Sonnet 129

Once again Shakespeare turns the Romantic ideal of a love sonnet on its head, bitterly attacking romantic love in Sonnet 129: a visceral attack against sensual love–an attack, really, against his sensual beloved, The Dark Lady.

129

The expense of spirit in a waste of shame
Is lust in action; and till action, lust
Is perjured, murderous, bloody, full of blame,
Savage, extreme, rude, cruel, not to trust,
Enjoy’d no sooner but despised straight,
Past reason hunted, and no sooner had
Past reason hated, as a swallow’d bait
On purpose laid to make the taker mad;
Mad in pursuit and in possession so;
Had, having, and in quest to have, extreme;
A bliss in proof, and proved, a very woe;
Before, a joy proposed; behind, a dream.
All this the world well knows; yet none knows well
To shun the heaven that leads men to this hell.

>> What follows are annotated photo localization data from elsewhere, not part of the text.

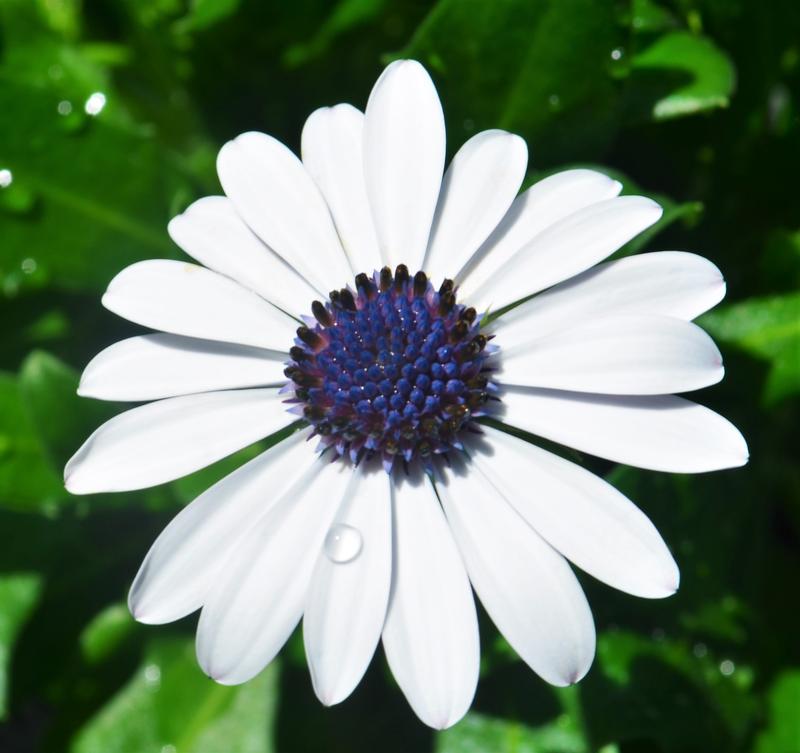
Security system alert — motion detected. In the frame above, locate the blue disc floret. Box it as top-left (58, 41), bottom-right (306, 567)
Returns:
top-left (285, 264), bottom-right (494, 471)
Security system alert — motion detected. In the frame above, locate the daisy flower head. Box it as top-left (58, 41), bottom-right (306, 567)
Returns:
top-left (65, 60), bottom-right (747, 728)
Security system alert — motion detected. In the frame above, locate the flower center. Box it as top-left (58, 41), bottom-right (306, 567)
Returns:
top-left (285, 264), bottom-right (493, 471)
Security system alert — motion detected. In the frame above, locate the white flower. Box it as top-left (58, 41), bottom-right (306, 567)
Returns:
top-left (65, 61), bottom-right (747, 728)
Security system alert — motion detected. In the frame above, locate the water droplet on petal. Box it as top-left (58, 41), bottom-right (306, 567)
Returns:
top-left (325, 523), bottom-right (363, 565)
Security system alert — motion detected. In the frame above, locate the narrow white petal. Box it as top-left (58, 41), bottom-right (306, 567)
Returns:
top-left (423, 130), bottom-right (528, 285)
top-left (472, 427), bottom-right (680, 599)
top-left (493, 251), bottom-right (725, 348)
top-left (302, 104), bottom-right (382, 275)
top-left (364, 60), bottom-right (445, 274)
top-left (197, 457), bottom-right (353, 685)
top-left (128, 432), bottom-right (317, 625)
top-left (437, 459), bottom-right (595, 685)
top-left (103, 259), bottom-right (297, 351)
top-left (78, 334), bottom-right (288, 402)
top-left (502, 387), bottom-right (748, 473)
top-left (500, 314), bottom-right (724, 395)
top-left (303, 469), bottom-right (392, 706)
top-left (217, 132), bottom-right (353, 295)
top-left (64, 389), bottom-right (292, 494)
top-left (462, 196), bottom-right (661, 311)
top-left (383, 479), bottom-right (480, 729)
top-left (456, 169), bottom-right (622, 297)
top-left (167, 196), bottom-right (318, 317)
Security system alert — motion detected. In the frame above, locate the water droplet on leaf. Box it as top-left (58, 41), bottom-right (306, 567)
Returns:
top-left (83, 92), bottom-right (106, 116)
top-left (325, 523), bottom-right (363, 565)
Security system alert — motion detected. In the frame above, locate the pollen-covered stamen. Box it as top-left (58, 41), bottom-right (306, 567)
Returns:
top-left (285, 264), bottom-right (493, 471)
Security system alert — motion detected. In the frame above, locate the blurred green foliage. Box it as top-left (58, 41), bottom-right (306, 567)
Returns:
top-left (0, 0), bottom-right (800, 753)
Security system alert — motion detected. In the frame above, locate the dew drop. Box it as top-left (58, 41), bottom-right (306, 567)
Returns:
top-left (83, 92), bottom-right (106, 116)
top-left (325, 523), bottom-right (363, 565)
top-left (719, 659), bottom-right (736, 677)
top-left (144, 664), bottom-right (161, 687)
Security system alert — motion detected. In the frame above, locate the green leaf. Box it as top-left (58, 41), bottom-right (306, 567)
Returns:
top-left (283, 0), bottom-right (386, 68)
top-left (0, 373), bottom-right (66, 514)
top-left (435, 712), bottom-right (589, 753)
top-left (400, 0), bottom-right (624, 164)
top-left (80, 602), bottom-right (136, 664)
top-left (631, 31), bottom-right (736, 120)
top-left (0, 573), bottom-right (42, 719)
top-left (754, 669), bottom-right (800, 753)
top-left (176, 0), bottom-right (241, 31)
top-left (70, 639), bottom-right (277, 753)
top-left (19, 351), bottom-right (118, 473)
top-left (701, 293), bottom-right (800, 405)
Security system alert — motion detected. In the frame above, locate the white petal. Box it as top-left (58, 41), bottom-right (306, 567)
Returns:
top-left (128, 432), bottom-right (317, 625)
top-left (423, 130), bottom-right (528, 285)
top-left (502, 387), bottom-right (748, 473)
top-left (78, 334), bottom-right (287, 401)
top-left (167, 196), bottom-right (318, 317)
top-left (303, 469), bottom-right (392, 706)
top-left (217, 132), bottom-right (353, 295)
top-left (493, 251), bottom-right (725, 348)
top-left (383, 479), bottom-right (480, 729)
top-left (461, 196), bottom-right (661, 311)
top-left (436, 456), bottom-right (595, 685)
top-left (456, 169), bottom-right (622, 297)
top-left (364, 60), bottom-right (445, 274)
top-left (64, 389), bottom-right (292, 494)
top-left (472, 427), bottom-right (680, 599)
top-left (197, 456), bottom-right (353, 685)
top-left (103, 259), bottom-right (297, 351)
top-left (500, 315), bottom-right (724, 395)
top-left (302, 104), bottom-right (381, 275)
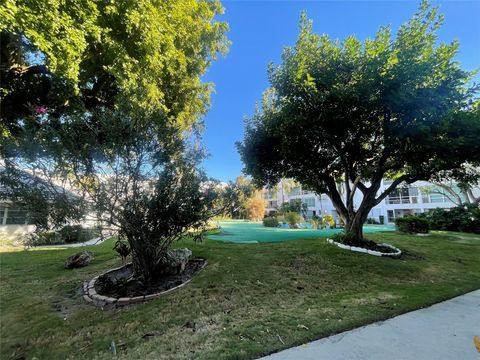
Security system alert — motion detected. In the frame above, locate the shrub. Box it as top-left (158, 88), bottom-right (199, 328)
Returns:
top-left (263, 216), bottom-right (278, 227)
top-left (284, 211), bottom-right (302, 228)
top-left (395, 216), bottom-right (430, 234)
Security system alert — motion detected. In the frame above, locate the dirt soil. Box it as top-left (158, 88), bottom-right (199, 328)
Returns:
top-left (95, 259), bottom-right (206, 298)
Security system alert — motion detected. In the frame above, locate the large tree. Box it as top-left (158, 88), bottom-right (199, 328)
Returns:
top-left (0, 0), bottom-right (228, 282)
top-left (238, 2), bottom-right (480, 243)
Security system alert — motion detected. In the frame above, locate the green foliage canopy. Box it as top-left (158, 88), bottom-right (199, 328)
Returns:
top-left (238, 2), bottom-right (480, 239)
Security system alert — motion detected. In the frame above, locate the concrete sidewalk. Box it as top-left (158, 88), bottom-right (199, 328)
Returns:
top-left (262, 290), bottom-right (480, 360)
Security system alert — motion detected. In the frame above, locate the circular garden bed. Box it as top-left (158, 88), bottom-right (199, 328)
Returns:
top-left (327, 239), bottom-right (402, 258)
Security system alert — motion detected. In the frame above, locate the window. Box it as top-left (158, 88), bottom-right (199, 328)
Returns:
top-left (385, 187), bottom-right (418, 204)
top-left (422, 186), bottom-right (450, 203)
top-left (387, 210), bottom-right (395, 222)
top-left (0, 206), bottom-right (5, 225)
top-left (267, 200), bottom-right (277, 208)
top-left (303, 198), bottom-right (315, 207)
top-left (288, 186), bottom-right (302, 196)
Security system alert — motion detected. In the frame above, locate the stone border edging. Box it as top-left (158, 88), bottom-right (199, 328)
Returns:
top-left (83, 259), bottom-right (208, 309)
top-left (327, 238), bottom-right (402, 258)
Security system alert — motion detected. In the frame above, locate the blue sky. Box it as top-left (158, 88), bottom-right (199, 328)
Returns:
top-left (203, 0), bottom-right (480, 181)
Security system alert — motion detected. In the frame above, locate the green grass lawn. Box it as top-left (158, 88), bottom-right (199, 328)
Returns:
top-left (0, 232), bottom-right (480, 359)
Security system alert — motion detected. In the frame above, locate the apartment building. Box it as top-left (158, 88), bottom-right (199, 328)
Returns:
top-left (265, 180), bottom-right (478, 224)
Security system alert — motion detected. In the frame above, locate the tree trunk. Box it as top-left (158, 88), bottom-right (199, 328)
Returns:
top-left (345, 209), bottom-right (370, 245)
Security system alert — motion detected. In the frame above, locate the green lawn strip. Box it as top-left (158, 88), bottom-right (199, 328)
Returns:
top-left (0, 232), bottom-right (480, 359)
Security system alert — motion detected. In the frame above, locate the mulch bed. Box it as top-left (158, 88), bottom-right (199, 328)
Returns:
top-left (95, 258), bottom-right (206, 298)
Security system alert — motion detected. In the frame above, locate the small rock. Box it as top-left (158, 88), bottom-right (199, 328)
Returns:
top-left (64, 250), bottom-right (94, 269)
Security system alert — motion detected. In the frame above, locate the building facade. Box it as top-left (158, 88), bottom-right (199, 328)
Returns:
top-left (265, 180), bottom-right (478, 224)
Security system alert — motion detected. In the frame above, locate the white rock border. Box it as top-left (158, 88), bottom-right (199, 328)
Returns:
top-left (83, 259), bottom-right (208, 310)
top-left (327, 238), bottom-right (402, 258)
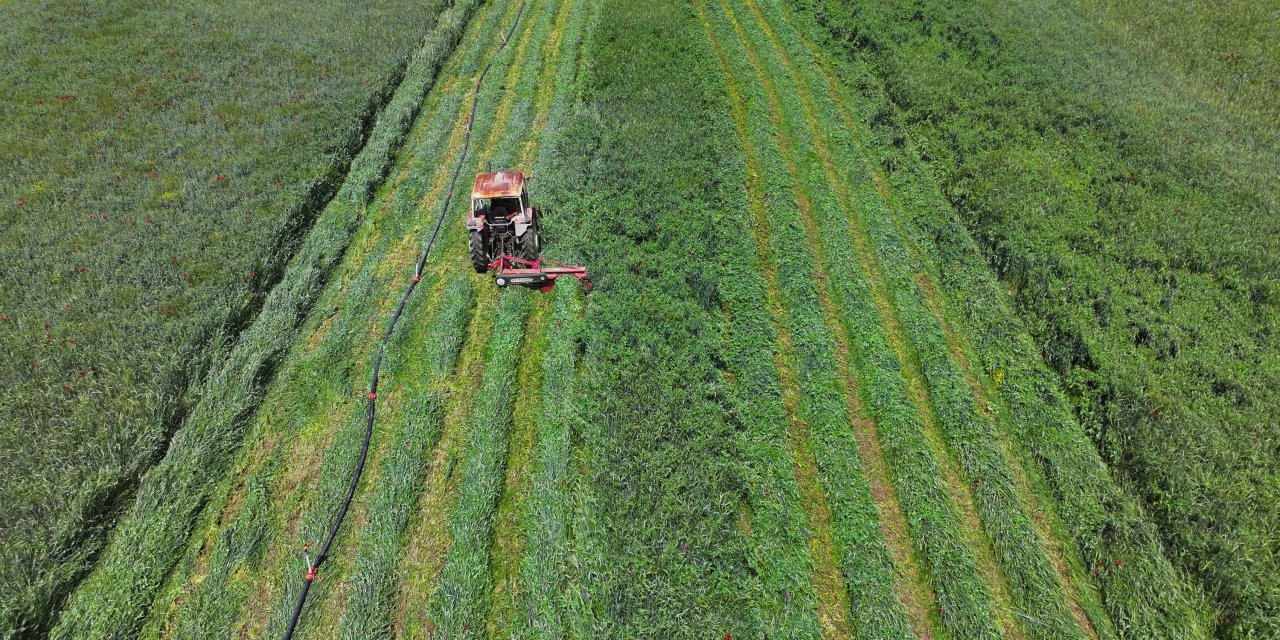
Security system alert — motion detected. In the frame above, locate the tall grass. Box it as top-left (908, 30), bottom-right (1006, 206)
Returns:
top-left (795, 0), bottom-right (1280, 637)
top-left (0, 3), bottom-right (460, 635)
top-left (45, 4), bottom-right (475, 637)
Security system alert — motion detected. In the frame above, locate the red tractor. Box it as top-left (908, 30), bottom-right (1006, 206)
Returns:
top-left (467, 172), bottom-right (590, 291)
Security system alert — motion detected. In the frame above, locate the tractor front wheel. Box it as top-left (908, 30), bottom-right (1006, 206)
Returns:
top-left (467, 230), bottom-right (489, 274)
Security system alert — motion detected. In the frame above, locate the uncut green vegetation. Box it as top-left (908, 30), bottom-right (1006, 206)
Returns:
top-left (0, 3), bottom-right (460, 635)
top-left (0, 0), bottom-right (1271, 640)
top-left (41, 4), bottom-right (474, 637)
top-left (794, 0), bottom-right (1280, 637)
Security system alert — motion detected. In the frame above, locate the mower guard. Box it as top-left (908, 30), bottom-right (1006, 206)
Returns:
top-left (489, 253), bottom-right (591, 292)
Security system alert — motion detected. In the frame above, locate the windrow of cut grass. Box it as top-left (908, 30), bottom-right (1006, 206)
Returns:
top-left (428, 289), bottom-right (530, 637)
top-left (338, 276), bottom-right (475, 640)
top-left (269, 3), bottom-right (560, 635)
top-left (795, 0), bottom-right (1280, 637)
top-left (706, 5), bottom-right (998, 637)
top-left (519, 0), bottom-right (798, 637)
top-left (700, 0), bottom-right (914, 637)
top-left (45, 4), bottom-right (474, 637)
top-left (778, 2), bottom-right (1206, 637)
top-left (152, 66), bottom-right (476, 636)
top-left (77, 0), bottom-right (532, 636)
top-left (0, 0), bottom-right (452, 629)
top-left (512, 282), bottom-right (582, 639)
top-left (727, 3), bottom-right (1083, 639)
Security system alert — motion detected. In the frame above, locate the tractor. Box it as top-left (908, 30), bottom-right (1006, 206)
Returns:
top-left (467, 172), bottom-right (591, 291)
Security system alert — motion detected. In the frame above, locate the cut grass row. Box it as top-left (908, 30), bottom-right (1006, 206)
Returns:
top-left (428, 289), bottom-right (530, 637)
top-left (703, 2), bottom-right (914, 637)
top-left (796, 0), bottom-right (1280, 637)
top-left (723, 2), bottom-right (1018, 637)
top-left (278, 3), bottom-right (549, 635)
top-left (129, 0), bottom-right (514, 635)
top-left (129, 0), bottom-right (535, 635)
top-left (721, 3), bottom-right (1083, 639)
top-left (338, 276), bottom-right (475, 640)
top-left (0, 0), bottom-right (458, 629)
top-left (522, 0), bottom-right (788, 637)
top-left (778, 0), bottom-right (1204, 637)
top-left (512, 282), bottom-right (582, 640)
top-left (54, 5), bottom-right (481, 637)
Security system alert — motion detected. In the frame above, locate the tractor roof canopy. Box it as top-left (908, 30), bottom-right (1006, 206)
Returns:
top-left (471, 172), bottom-right (525, 200)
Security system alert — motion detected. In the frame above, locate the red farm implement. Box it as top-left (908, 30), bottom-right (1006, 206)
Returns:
top-left (466, 172), bottom-right (591, 291)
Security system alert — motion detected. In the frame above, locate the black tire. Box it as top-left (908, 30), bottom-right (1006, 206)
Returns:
top-left (467, 232), bottom-right (489, 274)
top-left (516, 210), bottom-right (543, 262)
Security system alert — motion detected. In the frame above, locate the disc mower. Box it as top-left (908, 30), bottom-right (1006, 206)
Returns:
top-left (467, 172), bottom-right (591, 291)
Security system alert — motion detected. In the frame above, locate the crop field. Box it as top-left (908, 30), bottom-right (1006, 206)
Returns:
top-left (0, 0), bottom-right (1280, 640)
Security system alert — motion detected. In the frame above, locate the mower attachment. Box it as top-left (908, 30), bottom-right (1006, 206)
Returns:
top-left (489, 253), bottom-right (591, 292)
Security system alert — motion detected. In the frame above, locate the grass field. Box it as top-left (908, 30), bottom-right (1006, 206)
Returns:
top-left (0, 1), bottom-right (452, 632)
top-left (796, 1), bottom-right (1280, 637)
top-left (6, 0), bottom-right (1274, 640)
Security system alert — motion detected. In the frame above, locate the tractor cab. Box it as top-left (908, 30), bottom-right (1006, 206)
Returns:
top-left (467, 172), bottom-right (591, 291)
top-left (467, 172), bottom-right (541, 273)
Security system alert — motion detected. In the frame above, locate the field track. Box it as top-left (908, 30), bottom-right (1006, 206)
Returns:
top-left (45, 0), bottom-right (1206, 640)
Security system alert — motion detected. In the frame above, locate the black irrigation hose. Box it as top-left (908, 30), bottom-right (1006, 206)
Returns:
top-left (284, 0), bottom-right (526, 640)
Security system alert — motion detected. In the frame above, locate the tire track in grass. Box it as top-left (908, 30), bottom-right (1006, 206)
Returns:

No, the Dark Lady isn’t mentioned by name or gender in this verse. But 129’s placement in the Dark Lady sequence, between a lovely sonnet where the Poet watches her play on a virginal (#128) and the delightful parody homage to her physically repellent nature (#130), this verse leaves no doubt as to whom it’s about.  

Or, better put, it leaves no doubt as to what it’s about: the luxury of sinful lovemaking. How extreme and crazed human behavior is before sex; how uncontrolled, yet delightful, it is during sex; how regretful it is after.

And please, read this sonnet aloud: its use of repetition, its deliciously ferocious language, the way it skips back and forth in time, all evoke the uncontrolled actions of lovers in the act.   Yet, strangely so, the sonnet remains so impersonal. In the end, the Poet regards what he and she did as only that: an impersonal act.

The image is an anonymous woodcut of an Elizabethan couple getting it on in a very unapproved manner: purchased sex in a brothel.